Mi torna alla memoria una della caustiche e anomalmente ironiche affermazioni del mio caro amico Gershom: “Non c’è nulla che uccida più della vita, chissà poi perché è tanto amata”. È anche vero che, una volta esistenti, non c’è una forza che ci abiti maggiore dell’istinto di sopravvivenza. Forse è per questo che è impossibile spiegare perché si sia tanto attaccati alla vita: non è “spiegabile” in quanto “istintuale”, si tratta di un amore assoluto ed incondizionato, che nasce con la coscienza stessa di essere vivi e caratterizza ogni forma di vita, per dirla nell’ottica biologica di Dawkins e del suo “Il gene egoista”. Può essere utile tornare al pensiero di Heidegger quando afferma che ognuno è gettato nel mondo, che non può scegliere quando, dove, come, che deve inevitabilmente imparare ad usare un mondo che gli è dato, magari disprezzandolo, cercando di adattarlo a sé, ma sempre, inevitabilmente, adattandosi ad esso. Insomma, quali margini di scelta libera ci sono offerti? E se non ne abbiamo, come possiamo pensare di poter essere felici? E se non è possibile ambire alla felicità ecco che si ripropongono gli eterni quesiti che hanno aperto questo incontro. Potremmo risalire a Mimnermo, Teognide Eschilo e a tutto il pensiero tragico greco, o a pensatori a noi molto più prossimi nel tempo come Kierkegaard e Schopenhauer oltre ai grandi citati in apertura, sempre l’uomo si è chiesto il perché della vita soprattutto una volta compreso che questa non potrà che condurlo alla morte e che ogni giorno non può essere altro che un ulteriore passo verso l’inevitabile. Una delle risposte classiche è stata la creazione e/o la fede in una vita eterna aldilà di quella materiale, da qui innumerevoli religioni espressione dei più diversi contesti socio culturali che le hanno tenute a battesimo ma riconducibili al medesimo enigma esistenziale. Ma allora, perché interrogarsi su una questione che non può condurci ad una risposta certa se non nella disperazione o nella fede?

La comparsa dell’uomo alla vita è dai tempi più remoti narrata come l’atto creativo di una divinità, che sia la volontà di Zeus nell’impastare le ceneri dei Titani e di Dioniso, del dio degli Ebrei che crea dal fango e dal suo pneuma, che sia autofecondazione come nel mito indiano che afferma che “Prajapati si mise a pregare e a digiunare, poiché desiderava una discendenza, e fecondò se stesso (S’atapatha Brhmana) o masturbazione “Sono io che ho generato nel mio pugno, che ho fecondato nella mia mano” (Libro di Apopi) come nella religione dell’antico Egitto.

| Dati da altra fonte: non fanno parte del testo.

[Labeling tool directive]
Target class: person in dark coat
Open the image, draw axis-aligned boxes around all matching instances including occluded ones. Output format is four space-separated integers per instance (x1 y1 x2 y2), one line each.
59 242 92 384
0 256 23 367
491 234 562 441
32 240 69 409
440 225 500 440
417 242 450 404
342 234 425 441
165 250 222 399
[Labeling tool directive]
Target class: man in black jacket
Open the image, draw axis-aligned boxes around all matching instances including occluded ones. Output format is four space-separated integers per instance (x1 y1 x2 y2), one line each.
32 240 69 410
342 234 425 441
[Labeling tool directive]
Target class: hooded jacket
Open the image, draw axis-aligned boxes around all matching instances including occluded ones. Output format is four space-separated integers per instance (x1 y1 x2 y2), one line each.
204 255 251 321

Ma se tentiamo una risposta non rimandando all’atto di una volontà trascendentale possiamo ricordare che l’uomo nasce a se stesso nel momento in cui prende coscienza di sé come altro dal tutto indistinto, dal caos primordiale dove tutto era in potenza e nulla ancora in atto. Un simile percorso è riconoscibile, seguendo la prospettiva della riflessione junghiana, nello sviluppo della coscienza individuale che inevitabilmente porterà con sé tutti gli archetipi collettivi originari. Afferma Erich Neumann in Storia delle origini della coscienza che “Gli stadi mitologici dello sviluppo della coscienza cominciano con lo stadio in cui l’Io è contenuto nell’inconscio”, a questa fase seguono tappe costanti riconoscibili nella storia individuale e, inevitabilmente nella prospettiva junghiana, in quella collettiva. Si tratta di quelle lotte titaniche che l’Io deve combattere per strappare all’inconscio collettivo ciò che poi potrà riconoscere come autocoscienza della propria identità, queste arcaiche battaglie sono riconoscibili nella mitologia di tutti i popoli con dei distinguo contingenti e delle costanti rinviabili all’archè dell’essere uomo. Ma non voglio inoltrarmi in questo contesto lungo l’affascinante e illuminante percorso suggerito da quest’ottica, è utile, per ora, ritornare all’interrogativo del grande recanatese.